I have finally gotten around to reading a book for youth written by a family friend, Gunnar Skadberg about Rogaland (the county I’m currently in here in Stavanger) during WWII, «Livet er å velge: en bok om andre verdenskrig i Rogaland – skrevet for ungdom».

In his opening descriptions he recounts a bizarre but ultimately tragic little anecdote (page 40) about some sacks of flour. German troops took the local airport here, the largest in Norway at the time, within an hour of dropping troops onto the runway and within a few hours controlled the entire area. When they arrived at the military base located in Madla, only about a 10 minute bicycle ride from where I’m writing this posting, they found it deserted of its 800 troops. Their commanding officer decided that being caught facing Germany’s invasion on Stavanger’s “rat hole” of a peninsula with untrained troops newly arrived from the east was probably not wise. He moved all the troops south to the more mountainous Sviland, Ålgård, and Oltedal off the peninsula.
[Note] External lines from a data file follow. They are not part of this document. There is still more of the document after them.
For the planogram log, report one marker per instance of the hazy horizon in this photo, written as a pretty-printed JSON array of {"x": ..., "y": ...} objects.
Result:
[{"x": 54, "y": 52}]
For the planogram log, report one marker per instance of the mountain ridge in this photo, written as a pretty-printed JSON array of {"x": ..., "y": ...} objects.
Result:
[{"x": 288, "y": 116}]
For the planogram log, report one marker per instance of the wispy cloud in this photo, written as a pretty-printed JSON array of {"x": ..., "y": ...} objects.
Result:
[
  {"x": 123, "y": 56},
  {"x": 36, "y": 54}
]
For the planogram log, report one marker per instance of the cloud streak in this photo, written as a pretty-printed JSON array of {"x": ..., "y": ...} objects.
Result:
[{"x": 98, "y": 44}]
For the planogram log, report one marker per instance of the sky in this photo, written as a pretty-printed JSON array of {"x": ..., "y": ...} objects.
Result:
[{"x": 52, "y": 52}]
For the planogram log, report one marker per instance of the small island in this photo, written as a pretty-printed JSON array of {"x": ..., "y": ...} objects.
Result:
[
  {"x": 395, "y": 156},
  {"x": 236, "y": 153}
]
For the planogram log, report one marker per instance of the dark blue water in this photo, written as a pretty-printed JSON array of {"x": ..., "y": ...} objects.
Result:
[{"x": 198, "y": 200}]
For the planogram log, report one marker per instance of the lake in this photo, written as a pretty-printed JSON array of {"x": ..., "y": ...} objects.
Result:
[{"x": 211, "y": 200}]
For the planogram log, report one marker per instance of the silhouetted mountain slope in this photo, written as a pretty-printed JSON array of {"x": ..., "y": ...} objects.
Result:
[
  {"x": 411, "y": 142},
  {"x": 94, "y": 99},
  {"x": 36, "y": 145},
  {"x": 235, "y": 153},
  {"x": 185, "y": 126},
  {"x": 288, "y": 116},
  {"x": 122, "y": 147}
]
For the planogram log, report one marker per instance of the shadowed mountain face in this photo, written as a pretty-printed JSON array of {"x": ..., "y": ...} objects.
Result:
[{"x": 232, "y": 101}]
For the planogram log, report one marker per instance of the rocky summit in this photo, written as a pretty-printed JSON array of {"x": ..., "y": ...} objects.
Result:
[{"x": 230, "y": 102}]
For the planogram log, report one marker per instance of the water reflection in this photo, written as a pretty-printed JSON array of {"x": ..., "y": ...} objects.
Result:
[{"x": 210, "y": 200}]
Two volunteer truck drivers returned to the Madla military base to try to pick up sacks of flour to supply the Norwegian troops but when they arrived they found that German troops had already occupied it. Apparently, the German troops had instructions to be friendly towards any Norwegians who showed no resistance so, when the truck drivers explained they had come to collect sacks of flour, the soldiers helped them load the flour onto the trucks. The truck drivers then proceeded to deliver this flour to the, still resisting, Norwegian forces further south.

The story ends tragically when the trucks get to Sviland and are stopped by trigger-happy Norwegian guards and one of the truck drivers, for some reason, ends up fatally stabbed by a guard’s bayonet.